Low-level error when calling `lax.convert_element_type_p` with uncanocinalized `new_dtype`
romanngg opened this issue · comments
Tiny repro: https://colab.research.google.com/gist/icml2022anon/a368de2bbbd7ed6a6b4ea12a6966683c/jax_type_error.ipynb
from jax import numpy as np, lax, jacfwd
a = np.ones((1,), dtype=np.float16)
f = lambda x: lax.convert_element_type_p.bind(x, new_dtype=np.float64, weak_type=False)
jacfwd(f)(a)
causes
WARNING:absl:No GPU/TPU found, falling back to CPU. (Set TF_CPP_MIN_LOG_LEVEL=0 and rerun for more info.)
---------------------------------------------------------------------------
UnfilteredStackTrace Traceback (most recent call last)
<ipython-input-1-b663e19f60d4> in <module>()
5
----> 6 jacfwd(f)(a)
27 frames
UnfilteredStackTrace: RuntimeError: UNKNOWN: <unknown>:0: error: type of return operand 0 ('tensor<1x1xf64>') doesn't match function result type ('tensor<1x1xf32>') in function @main
<unknown>:0: note: see current operation: "func.return"(%0) : (tensor<1x1xf64>) -> ()
The stack trace below excludes JAX-internal frames.
The preceding is the original exception that occurred, unmodified.
--------------------
The above exception was the direct cause of the following exception:
RuntimeError Traceback (most recent call last)

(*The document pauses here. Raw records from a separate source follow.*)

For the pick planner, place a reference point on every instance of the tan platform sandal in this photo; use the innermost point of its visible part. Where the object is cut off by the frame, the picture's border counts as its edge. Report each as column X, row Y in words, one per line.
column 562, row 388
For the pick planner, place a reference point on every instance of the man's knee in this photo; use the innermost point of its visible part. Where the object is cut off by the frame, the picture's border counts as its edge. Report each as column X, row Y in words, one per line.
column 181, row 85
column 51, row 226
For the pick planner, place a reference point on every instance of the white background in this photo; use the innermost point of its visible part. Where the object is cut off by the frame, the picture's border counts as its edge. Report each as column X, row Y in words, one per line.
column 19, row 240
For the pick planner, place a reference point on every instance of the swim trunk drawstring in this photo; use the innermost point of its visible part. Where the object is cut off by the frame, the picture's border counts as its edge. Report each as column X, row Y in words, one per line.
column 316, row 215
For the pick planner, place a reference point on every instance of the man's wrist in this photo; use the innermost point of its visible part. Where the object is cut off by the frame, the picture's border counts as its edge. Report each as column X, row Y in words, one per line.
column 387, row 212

/usr/local/lib/python3.7/dist-packages/jax/_src/numpy/lax_numpy.py in transpose(a, axes)
494 _check_arraylike("transpose", a)
495 axes = np.arange(ndim(a))[::-1] if axes is None else axes
--> 496 return lax.transpose(a, axes)
497
498
RuntimeError: UNKNOWN: <unknown>:0: error: type of return operand 0 ('tensor<1x1xf64>') doesn't match function result type ('tensor<1x1xf32>') in function @main
<unknown>:0: note: see current operation: "func.return"(%0) : (tensor<1x1xf64>) -> ()

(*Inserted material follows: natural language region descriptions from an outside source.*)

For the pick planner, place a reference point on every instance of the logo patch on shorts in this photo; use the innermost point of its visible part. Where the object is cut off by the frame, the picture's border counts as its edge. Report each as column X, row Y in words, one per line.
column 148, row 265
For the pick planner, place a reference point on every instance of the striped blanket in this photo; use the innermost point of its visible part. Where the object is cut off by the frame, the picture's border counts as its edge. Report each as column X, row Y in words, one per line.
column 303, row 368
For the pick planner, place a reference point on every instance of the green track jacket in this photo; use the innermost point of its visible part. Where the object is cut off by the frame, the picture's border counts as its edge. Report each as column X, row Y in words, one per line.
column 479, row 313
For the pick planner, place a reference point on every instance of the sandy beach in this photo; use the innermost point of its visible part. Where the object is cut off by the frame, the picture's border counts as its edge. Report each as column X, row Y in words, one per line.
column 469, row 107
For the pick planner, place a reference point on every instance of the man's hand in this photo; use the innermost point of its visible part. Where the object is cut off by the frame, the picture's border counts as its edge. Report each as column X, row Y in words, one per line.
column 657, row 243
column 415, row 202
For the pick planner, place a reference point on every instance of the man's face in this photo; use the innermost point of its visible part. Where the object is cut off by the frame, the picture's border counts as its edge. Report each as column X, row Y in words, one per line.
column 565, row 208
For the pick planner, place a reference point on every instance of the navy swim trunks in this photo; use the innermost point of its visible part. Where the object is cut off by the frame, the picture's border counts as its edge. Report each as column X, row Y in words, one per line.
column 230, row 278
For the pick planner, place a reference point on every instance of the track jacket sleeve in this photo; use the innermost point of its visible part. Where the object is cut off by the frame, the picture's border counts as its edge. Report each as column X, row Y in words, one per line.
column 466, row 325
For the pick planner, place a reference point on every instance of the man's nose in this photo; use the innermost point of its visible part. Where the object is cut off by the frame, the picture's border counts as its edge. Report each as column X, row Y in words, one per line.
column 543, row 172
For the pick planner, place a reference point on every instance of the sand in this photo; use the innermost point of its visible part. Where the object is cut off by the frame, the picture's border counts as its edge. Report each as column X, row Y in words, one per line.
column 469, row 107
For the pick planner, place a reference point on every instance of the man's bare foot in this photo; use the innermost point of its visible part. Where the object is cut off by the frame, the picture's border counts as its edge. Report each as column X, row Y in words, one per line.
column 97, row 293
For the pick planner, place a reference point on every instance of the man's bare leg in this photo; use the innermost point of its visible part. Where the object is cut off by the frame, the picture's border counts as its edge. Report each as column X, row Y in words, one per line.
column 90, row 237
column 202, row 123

As @mattjj told me in the chat, this can be fixed via
- call lax.convert_element_type (or even lax._convert_element_type if you really need to control weak_type) rather than bind
- pass new_dtype=jax.dtypes.canonicalize_dtype(np.float64)
- enable the x64 flag
but is still considered a bug.
Thanks for the report! Here's a slightly simpler repo:
import jax.numpy as jnp
from jax import lax
y = lax.convert_element_type_p.bind(jnp.ones((2, 3)), new_dtype=jnp.float64, weak_type=False)
z = y.T
The issue here is that calling the primitive directly side-steps around the X64 flag, so that y
has type float64
. Then the dtype rule for lax.transpose
will return the wrong type, meaning the aval and the buffer do not match.
You can achieve the same thing this way:
with jax.experimental.enable_x64():
y = jnp.ones((2, 3), dtype='float64')
z = y.T
Essentially any standard lax primitives which uses _input_dtype
for its dtype rule is going to have this same problem when faced with a 64-bit input while the X64 flag is set to False.
Incidentally, it's exactly this kind of difficulty with the x64 context manager that's prevented us from making it a supported API, and is further convincing us that the whole X64 mode idea should be removed.
This is similar in spirit to the errors reported in #5982
You've just found a clever way to enable X64 mode without the context manager 😁
Thanks for opening this issue, Roman. After thinking about this, I think we should consider it intended behavior for internal APIs. It is a sharp edge related to x64, but fortunately not one in public APIs!